Hace unas semanas estuve en Cáceres. Hacía años desde mi última visita a la ciudad y volvía a ella con ganas de estar de nuevo en su casco histórico y recorrerlo sin prisa. Llegué un jueves por la noche y a primera hora de la mañana siguiente, viernes y día laborable, salí del hotel con la intención de dar un paseo tranquilo por las calles de ese casco histórico y lo cierto es que apenas me crucé con dos o tres personas que, supongo, iban camino de sus trabajos.
Me encantan estos lugares repletos de Historia. Cuando paseo por ellos me resulta inevitable imaginar la cantidad de vidas y de historias que se encierran en esas calles, en esos edificios, en esos palacios. Todo me llama la atención, cualquier mínimo detalle. Me viene a la mente todo lo que alguna vez he leído sobre el lugar y me recreo imaginando todo lo que ha podido ocurrir a lo largo de los siglos por donde paseo. Y paseando por el casco viejo de Cáceres recordé mi ciudad natal, Salamanca.
Yo nací en Salamanca y viví en esta ciudad hasta los veinticinco años. Tuve la suerte de estudiar en una facultad, la facultad de Ciencias Físicas, que estaba en la parte antigua de la ciudad, en su casco histórico. Digo suerte porque a diario transitaba por la calle Libreros, donde se encuentra la famosa fachada de la Universidad de Salamanca y toda la zona aledaña a las catedrales, la zona antigua. Lugares llenos de Historia. Edificios y calles llenas de historias.
La facultad de Físicas, donde tenía mis clases a diario, estaba construida en el mismo lugar donde se levantó el Colegio Trilingüe, o de Mínimos, en 1511, uno de los colegios menores de la Universidad donde entonces se estudiaba latín, griego, hebreo, gramática y retórica. Aunque el paso del tiempo acabó con la mayor parte del edificio, algo del patio original de aquel colegio aún se conserva en la facultad, y en ese patio pasaba yo los cambios de clase en mi época de universitaria.
Pues paseando por Cáceres recordé mi ciudad natal. Pensaba que cuando uno vive en un lugar lleno de historia es fácil olvidar toda esa historia que te rodea. Caminas entre edificios que llenan de asombro a quienes los miran por primera vez. Amigos de otros lugares llegan a tu ciudad y miran con ojos curiosos todo lo que a ti te rodea, pero tú lo has visto ya tantas veces que parece que no te causa admiración. Supongo que esto les ocurre a tantas personas que viven rodeadas de lugares llenos de historia, o de belleza. Todo pasa a ser normal cuando lo has visto cientos de veces.
Como en tantos otros órdenes de la vida, llega un momento en que es necesario poner distancia y tener perspectiva para volver a verlo todo con ojos renovados, con ojos ajenos, como si fuera la primera vez que uno lo ve. Volver a llenar los ojos de asombro ante lo que uno se encuentra.

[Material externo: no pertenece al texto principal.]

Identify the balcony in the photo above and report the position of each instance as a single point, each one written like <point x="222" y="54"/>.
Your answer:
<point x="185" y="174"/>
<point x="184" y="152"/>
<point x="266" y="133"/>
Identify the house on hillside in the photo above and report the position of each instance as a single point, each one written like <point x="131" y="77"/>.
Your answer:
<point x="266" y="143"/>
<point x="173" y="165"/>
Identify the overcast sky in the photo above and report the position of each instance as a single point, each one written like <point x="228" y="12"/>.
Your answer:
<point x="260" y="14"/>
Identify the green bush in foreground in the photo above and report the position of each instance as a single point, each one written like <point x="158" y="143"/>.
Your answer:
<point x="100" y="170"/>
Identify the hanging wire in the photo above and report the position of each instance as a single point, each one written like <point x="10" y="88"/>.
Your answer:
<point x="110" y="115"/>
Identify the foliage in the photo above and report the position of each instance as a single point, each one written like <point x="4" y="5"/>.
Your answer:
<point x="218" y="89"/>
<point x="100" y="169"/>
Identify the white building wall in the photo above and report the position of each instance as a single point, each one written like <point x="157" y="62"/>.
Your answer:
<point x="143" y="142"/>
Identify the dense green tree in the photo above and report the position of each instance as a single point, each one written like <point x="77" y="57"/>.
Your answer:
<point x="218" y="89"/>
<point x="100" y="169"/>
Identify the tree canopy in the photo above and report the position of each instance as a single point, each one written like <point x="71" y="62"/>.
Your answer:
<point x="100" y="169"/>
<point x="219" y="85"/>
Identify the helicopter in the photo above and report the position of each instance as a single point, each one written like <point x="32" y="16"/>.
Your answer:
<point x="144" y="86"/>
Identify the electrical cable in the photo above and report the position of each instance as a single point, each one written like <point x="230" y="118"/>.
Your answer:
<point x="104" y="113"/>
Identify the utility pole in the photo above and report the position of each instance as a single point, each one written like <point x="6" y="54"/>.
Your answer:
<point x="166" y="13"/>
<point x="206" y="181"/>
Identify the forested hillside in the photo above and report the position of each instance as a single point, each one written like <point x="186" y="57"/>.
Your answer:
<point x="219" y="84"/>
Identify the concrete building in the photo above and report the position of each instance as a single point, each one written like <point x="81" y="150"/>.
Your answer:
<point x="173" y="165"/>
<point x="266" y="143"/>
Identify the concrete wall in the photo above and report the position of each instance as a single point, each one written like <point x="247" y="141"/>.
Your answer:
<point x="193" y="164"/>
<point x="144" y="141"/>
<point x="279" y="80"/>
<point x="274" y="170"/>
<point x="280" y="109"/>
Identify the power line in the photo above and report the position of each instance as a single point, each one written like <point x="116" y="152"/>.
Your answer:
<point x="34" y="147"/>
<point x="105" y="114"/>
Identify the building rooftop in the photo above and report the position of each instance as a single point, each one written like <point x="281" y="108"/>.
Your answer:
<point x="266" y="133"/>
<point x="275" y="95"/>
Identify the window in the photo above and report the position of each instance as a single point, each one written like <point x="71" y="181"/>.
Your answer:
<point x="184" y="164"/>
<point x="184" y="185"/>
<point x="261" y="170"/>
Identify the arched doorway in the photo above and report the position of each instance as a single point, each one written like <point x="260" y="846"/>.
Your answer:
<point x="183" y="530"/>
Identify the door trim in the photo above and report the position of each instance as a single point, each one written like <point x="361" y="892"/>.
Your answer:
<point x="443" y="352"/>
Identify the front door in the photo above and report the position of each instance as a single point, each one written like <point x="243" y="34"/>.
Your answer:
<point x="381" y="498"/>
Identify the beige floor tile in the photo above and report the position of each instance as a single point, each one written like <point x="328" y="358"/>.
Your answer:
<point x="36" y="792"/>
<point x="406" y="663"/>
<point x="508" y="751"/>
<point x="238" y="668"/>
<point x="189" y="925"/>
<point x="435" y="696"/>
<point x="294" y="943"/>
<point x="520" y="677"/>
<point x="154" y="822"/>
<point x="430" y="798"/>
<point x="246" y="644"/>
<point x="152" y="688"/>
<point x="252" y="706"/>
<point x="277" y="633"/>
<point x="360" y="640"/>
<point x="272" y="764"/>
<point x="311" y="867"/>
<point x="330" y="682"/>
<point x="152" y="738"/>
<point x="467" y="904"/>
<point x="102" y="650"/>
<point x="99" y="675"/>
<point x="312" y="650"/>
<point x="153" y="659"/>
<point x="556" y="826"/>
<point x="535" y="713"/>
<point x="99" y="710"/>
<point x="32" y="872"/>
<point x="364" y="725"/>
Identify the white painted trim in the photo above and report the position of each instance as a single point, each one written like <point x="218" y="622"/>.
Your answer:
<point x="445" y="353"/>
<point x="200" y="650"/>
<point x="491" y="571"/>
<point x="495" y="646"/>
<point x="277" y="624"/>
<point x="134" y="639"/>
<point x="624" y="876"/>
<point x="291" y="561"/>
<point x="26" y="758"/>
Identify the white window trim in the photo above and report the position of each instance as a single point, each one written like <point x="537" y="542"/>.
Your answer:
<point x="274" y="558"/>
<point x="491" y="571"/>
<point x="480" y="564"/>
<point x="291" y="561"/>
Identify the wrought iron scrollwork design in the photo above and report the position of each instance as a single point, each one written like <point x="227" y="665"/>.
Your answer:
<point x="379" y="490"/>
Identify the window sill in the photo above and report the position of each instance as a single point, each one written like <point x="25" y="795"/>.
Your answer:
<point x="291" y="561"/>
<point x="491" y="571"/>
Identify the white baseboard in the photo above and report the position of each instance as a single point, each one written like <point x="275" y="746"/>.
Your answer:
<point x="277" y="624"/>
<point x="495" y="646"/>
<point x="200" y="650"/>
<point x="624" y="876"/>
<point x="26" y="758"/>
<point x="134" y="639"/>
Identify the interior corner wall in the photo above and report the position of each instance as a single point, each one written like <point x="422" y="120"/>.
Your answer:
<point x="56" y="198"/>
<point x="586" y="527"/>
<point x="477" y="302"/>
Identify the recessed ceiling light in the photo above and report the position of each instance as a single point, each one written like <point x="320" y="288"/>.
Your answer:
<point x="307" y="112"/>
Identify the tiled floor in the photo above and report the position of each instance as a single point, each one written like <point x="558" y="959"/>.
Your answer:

Quizá por eso hace ya un tiempo, varios años, cada vez que vuelvo a mi ciudad natal la recorro como si fuera una turista o una viajera que la visita por primera vez. Camino por las calles por las que he caminado miles de veces como si nunca hubiera estado allí, deleitándome con lo que me rodea al igual que hago en los lugares en los que me encuentro por primera vez.
Y es que ese tomar distancia es necesario para aprender a mirar. Aprender a mirar para poder ver. Incluir una perspectiva que antes no teníamos y que nos permite volver a disfrutar de las cosas como si las viéramos por vez primera, como si fuera todo nuevo. Volver con una mirada nueva a esos lugares ya conocidos y quizá incluso descubrir algo que nunca antes habíamos visto por no haber sabido mirar.